Sam Rainsy plans to return to Cambodia in early October and has called on the
government to be responsible for any violent demonstrations that may occur
against him.
The opposition leader was responding to reports that two
student organizations have filed permits to protest his return.
"I am
not worried about any incident that might occur on my return, but I have to be
cautious," Rainsy said by phone from Paris.
"If there is a demonstration
and incitement of violence against me, the government must be responsible
because the government will know who they are," he said.
Heng Samrin,
honorary vice president of the Cambodian People's Party, said the CPP and
coalition partner Funcinpec welcome the return of opposition leader.
"Whether he [Rainsy] comes back or stays [in exiled] depends on him and
he still has the right to attend meetings of the National Assembly, but when the
court needs him he must go," Samrin said.
Rainsy has been in self-imposed
exile since February 3, when the National Assembly voted to strip him and two
other opposition MPs of their parliamentary immunity. One of those MPs, Cheam
Channy, was sentenced to seven years jail for organizing a rebel army in a case
that was widely condemned by human rights observers.
Spokesman of the
Sam Rainsy Party (SRP), Ung Bun-Ang, said there was concern that Rainsy might
also be linked to the rebel army charges.
"There is some risk associated
with his returning to Cambodia," Bun-Ang said. "The ruling party will try
whatever they can to put pressure on the opposition."
On September 19,
Seng Phally, president of the Cambodian Higher Education Association (CHEA),
wrote to the Phnom Penh municipality seeking permission to protest Rainsy when
he returns.
"Rainsy organized a demonstration in front of the UN; he
destroyed the honor of the government and caused a loss of [international] aid
that would effect Cambodian people as a whole," Phally said.
A day
later, University of Law and Economic Sciences professor Yok Ngoy released an
anti-Rainsy statement and said his group planned to hold a peaceful
demonstration against the opposition leader on his return.
The statement
signed by Ngoy said that Sam Rainsy was a criminal, against peace and was behind
the recruitment of an illegal army, the Committee 14 shadow ministry.

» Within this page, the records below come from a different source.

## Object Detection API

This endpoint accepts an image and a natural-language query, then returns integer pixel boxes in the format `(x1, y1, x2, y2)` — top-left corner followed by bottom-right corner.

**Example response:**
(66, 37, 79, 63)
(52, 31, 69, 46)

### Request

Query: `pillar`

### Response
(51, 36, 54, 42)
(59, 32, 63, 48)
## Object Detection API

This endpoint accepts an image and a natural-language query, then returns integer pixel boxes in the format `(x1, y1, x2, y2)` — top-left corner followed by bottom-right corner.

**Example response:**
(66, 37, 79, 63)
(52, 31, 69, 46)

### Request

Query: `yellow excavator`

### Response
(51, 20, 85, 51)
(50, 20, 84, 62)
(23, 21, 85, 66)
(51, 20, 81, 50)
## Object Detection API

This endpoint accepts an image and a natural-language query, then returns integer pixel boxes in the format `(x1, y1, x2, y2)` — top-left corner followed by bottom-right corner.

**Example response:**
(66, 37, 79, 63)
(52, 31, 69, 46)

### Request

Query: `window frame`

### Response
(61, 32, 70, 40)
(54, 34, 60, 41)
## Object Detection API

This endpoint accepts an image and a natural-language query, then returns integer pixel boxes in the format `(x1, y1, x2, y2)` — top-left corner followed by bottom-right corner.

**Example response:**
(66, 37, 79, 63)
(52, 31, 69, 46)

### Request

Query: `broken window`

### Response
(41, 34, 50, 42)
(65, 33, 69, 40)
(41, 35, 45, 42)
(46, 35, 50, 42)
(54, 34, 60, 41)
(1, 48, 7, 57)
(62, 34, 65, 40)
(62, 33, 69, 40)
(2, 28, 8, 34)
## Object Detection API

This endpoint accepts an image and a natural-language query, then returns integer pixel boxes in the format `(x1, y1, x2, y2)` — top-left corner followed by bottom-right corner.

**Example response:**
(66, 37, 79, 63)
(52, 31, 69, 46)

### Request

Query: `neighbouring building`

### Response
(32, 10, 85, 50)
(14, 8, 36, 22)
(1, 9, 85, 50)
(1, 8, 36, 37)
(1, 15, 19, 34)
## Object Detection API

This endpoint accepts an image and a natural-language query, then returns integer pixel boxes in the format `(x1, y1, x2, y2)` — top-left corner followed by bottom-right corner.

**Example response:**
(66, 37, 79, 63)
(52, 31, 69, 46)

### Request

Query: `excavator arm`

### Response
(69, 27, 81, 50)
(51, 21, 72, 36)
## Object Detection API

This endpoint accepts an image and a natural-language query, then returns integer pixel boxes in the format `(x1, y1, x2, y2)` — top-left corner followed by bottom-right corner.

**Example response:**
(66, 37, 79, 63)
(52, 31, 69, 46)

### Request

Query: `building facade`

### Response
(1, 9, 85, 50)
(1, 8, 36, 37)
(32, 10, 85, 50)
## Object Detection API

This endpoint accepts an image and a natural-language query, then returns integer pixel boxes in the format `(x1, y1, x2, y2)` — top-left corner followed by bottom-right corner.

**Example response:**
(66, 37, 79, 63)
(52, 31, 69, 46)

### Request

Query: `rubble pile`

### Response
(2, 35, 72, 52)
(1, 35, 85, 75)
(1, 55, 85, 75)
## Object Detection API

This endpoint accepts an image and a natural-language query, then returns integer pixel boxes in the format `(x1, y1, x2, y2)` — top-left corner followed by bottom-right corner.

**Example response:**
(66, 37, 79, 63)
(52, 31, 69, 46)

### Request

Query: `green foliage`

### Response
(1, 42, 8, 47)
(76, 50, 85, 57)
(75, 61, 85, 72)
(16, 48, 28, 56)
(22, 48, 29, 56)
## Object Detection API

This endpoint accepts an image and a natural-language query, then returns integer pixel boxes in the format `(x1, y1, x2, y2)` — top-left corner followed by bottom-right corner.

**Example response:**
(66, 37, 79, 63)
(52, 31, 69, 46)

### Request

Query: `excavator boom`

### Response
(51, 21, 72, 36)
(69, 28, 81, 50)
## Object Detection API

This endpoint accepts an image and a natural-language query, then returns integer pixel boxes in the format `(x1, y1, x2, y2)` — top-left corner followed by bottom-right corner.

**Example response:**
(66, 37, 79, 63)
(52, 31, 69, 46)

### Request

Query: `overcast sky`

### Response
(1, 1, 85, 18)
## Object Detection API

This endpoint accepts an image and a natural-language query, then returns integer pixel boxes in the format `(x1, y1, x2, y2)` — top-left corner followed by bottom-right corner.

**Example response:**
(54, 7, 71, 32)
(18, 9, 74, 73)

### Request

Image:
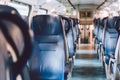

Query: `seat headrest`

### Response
(70, 18, 76, 27)
(106, 16, 119, 29)
(0, 5, 32, 76)
(74, 19, 79, 24)
(107, 18, 114, 28)
(32, 15, 63, 35)
(93, 18, 97, 24)
(115, 17, 120, 32)
(0, 5, 20, 16)
(107, 17, 119, 28)
(95, 18, 100, 26)
(100, 17, 108, 27)
(65, 20, 70, 33)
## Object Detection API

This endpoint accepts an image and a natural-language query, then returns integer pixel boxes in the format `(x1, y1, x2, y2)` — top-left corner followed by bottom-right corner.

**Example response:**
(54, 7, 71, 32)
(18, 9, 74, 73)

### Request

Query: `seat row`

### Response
(29, 15, 79, 80)
(93, 15, 120, 80)
(0, 5, 79, 80)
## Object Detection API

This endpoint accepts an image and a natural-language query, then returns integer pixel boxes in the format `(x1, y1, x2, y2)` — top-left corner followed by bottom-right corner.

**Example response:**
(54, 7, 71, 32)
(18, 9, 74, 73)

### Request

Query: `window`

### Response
(37, 8, 47, 15)
(80, 11, 93, 18)
(8, 2, 29, 22)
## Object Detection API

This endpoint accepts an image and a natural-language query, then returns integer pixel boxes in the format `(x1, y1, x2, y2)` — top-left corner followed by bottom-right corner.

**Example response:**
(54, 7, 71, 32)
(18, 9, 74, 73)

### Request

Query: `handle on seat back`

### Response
(60, 16, 70, 63)
(61, 16, 71, 34)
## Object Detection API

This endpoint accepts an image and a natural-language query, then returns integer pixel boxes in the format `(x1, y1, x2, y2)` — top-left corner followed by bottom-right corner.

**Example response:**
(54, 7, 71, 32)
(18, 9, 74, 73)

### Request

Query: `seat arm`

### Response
(109, 53, 116, 63)
(68, 57, 73, 62)
(109, 58, 116, 63)
(100, 43, 104, 48)
(99, 42, 102, 45)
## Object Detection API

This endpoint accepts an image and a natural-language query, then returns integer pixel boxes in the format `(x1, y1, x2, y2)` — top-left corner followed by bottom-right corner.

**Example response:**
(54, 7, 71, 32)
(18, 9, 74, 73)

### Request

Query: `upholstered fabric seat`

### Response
(30, 15, 65, 80)
(104, 18, 118, 64)
(0, 5, 32, 80)
(64, 20, 74, 58)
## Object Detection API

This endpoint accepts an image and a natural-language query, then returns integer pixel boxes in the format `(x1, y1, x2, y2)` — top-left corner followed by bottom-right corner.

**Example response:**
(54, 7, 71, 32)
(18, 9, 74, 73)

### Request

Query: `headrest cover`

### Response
(106, 16, 119, 29)
(107, 18, 114, 28)
(0, 5, 20, 16)
(101, 17, 108, 27)
(115, 17, 120, 32)
(71, 18, 76, 27)
(32, 15, 63, 35)
(95, 18, 100, 26)
(65, 20, 70, 32)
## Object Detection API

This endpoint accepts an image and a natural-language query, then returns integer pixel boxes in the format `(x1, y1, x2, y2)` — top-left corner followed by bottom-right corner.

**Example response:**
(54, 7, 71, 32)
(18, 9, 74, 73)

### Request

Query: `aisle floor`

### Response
(70, 44, 106, 80)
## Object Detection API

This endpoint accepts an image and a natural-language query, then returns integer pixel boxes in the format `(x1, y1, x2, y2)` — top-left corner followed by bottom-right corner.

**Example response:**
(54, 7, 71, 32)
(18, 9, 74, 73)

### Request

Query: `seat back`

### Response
(0, 5, 32, 80)
(100, 17, 108, 45)
(104, 29, 118, 56)
(65, 19, 70, 34)
(97, 17, 108, 43)
(64, 18, 75, 58)
(74, 19, 79, 37)
(93, 18, 100, 39)
(115, 17, 120, 33)
(104, 17, 119, 64)
(70, 19, 76, 42)
(97, 24, 103, 43)
(30, 15, 65, 80)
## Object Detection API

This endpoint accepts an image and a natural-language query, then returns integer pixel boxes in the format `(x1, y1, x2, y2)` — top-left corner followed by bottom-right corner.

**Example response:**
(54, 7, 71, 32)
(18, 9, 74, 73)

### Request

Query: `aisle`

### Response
(70, 44, 106, 80)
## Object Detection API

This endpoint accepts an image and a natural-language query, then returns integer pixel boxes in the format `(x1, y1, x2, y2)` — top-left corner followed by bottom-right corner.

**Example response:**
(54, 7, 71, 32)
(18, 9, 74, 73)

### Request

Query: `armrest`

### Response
(109, 53, 115, 63)
(99, 42, 101, 44)
(69, 57, 73, 62)
(109, 58, 116, 63)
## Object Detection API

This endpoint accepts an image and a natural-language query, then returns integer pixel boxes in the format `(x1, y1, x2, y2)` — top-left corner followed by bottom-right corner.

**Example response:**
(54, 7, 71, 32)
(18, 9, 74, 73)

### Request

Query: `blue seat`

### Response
(73, 18, 79, 40)
(97, 22, 103, 43)
(75, 19, 79, 36)
(69, 18, 78, 53)
(60, 16, 75, 79)
(71, 18, 77, 42)
(97, 17, 108, 50)
(93, 18, 101, 49)
(64, 18, 75, 58)
(114, 17, 120, 33)
(29, 15, 65, 80)
(104, 18, 118, 64)
(93, 18, 97, 29)
(97, 17, 107, 44)
(93, 18, 100, 40)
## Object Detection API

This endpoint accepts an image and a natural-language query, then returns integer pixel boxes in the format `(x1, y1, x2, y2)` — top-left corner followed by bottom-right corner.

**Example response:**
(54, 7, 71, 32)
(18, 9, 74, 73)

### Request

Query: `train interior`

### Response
(0, 0, 120, 80)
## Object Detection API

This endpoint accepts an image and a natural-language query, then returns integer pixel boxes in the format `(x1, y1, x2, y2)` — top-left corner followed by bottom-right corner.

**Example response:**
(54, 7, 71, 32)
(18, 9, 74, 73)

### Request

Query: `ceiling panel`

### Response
(14, 0, 39, 5)
(42, 0, 60, 10)
(70, 0, 105, 5)
(57, 0, 106, 10)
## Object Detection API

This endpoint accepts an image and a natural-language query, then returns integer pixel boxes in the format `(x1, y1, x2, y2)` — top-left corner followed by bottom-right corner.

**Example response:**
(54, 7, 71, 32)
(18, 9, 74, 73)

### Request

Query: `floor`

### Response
(70, 44, 106, 80)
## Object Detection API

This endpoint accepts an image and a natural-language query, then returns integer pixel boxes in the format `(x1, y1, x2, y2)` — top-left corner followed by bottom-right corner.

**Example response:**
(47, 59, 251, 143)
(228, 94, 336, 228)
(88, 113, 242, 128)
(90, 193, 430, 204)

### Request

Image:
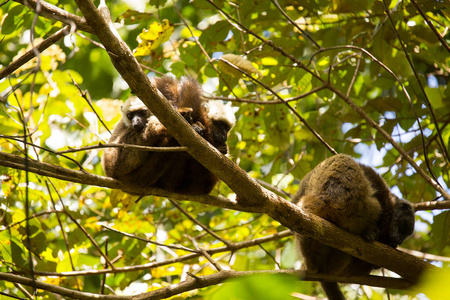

The protest threats increase the pressure against Rainsy, adding to two
defamation suits filed against him and one against his wife.
Hun Sen is
suing Rainsy for defamation for linking the prime minister to the 1997 grenade
attack on a peaceful demonstration led by Rainsy.
Funcinpec President
Prince Norodom Ranariddh is suing the opposition leader for accusing the prince
of accepting $30 million from Hun Sen in exchange for agreeing to form a
coalition government with the CPP.
More recently, the chief of Hun Sen's
bodyguard unit, Hing Bun Heang, also lodged a complaint against Rainsy's wife,
Tioulong Saumura, and party secretary-general Eng Chhay Eang, alleging
defamation for connecting him to the 1997 grenade attack.
Hun Sen warned
August 15 that the issue of the shadow army will not finish with Channy, which
some members of the opposition considered a threat to Rainsy.
However,
military investigation judge Pork Pan said September 20 that since Channy's
imprisonment police have not started any new investigations into others
connected to the allegations of a shadow army.
Keo Remy, an opposition
parliamentarian, said the defamation lawsuits and the allegations of the shadow
army were attempts by the ruling coalition to take political revenge against the
SRP for trying to address the issue of corruption in the government.
"I
think that my president would be arrested when he is in Cambodia, because the
legal process will be done in a minute when the ruling parties are not happy,"
Remy said. "I think that before Rainsy decides to come back, he must make his
safety a priority."
It is unclear what will happen to the opposition
party if Rainsy does not return soon.
On the optimistic end of the
spectrum, Bun-Ang said that the party has functioned for seven months without
Rainsy, and there is no need for him to be in the country all the time.
But Khem Veasna, a former opposition parliamentarian who was ousted by
the party in July, told the Post that the SRP has been ruined by the nepotistic
allocation of positions.
"I tried to push for reform and encouraged them
to manage human resources at all levels of the party's mechanism, instead of
promoting relatives," Veasna said.
He predicted that SRP would not
increase the number of seats it controls in the National Assembly at the next
national election in 2008.
Khem's claims were met with laughter by
Bun-Ang, who said the party had few high-ranking positions to offer and Veasna's
comments were the result of factional battles within the SRP.
"Like any
organization there are always factions. But the issue is how we manage those
factions, and I think that the SRP has been doing well in term of managing the
factions within the party."
The major factional rift within the SRP is
seen to pit Sam Rainsy and his supporters against Eng Chhay Eang and his
followers.
Chea Poch, one of the SRP members stripped of parliamentary
immunity, dismissed the criticisms.
"I don't care whatever the other
people say - working harder with the villagers in the constituency will prove
whether the party is strong or weak," Poch said.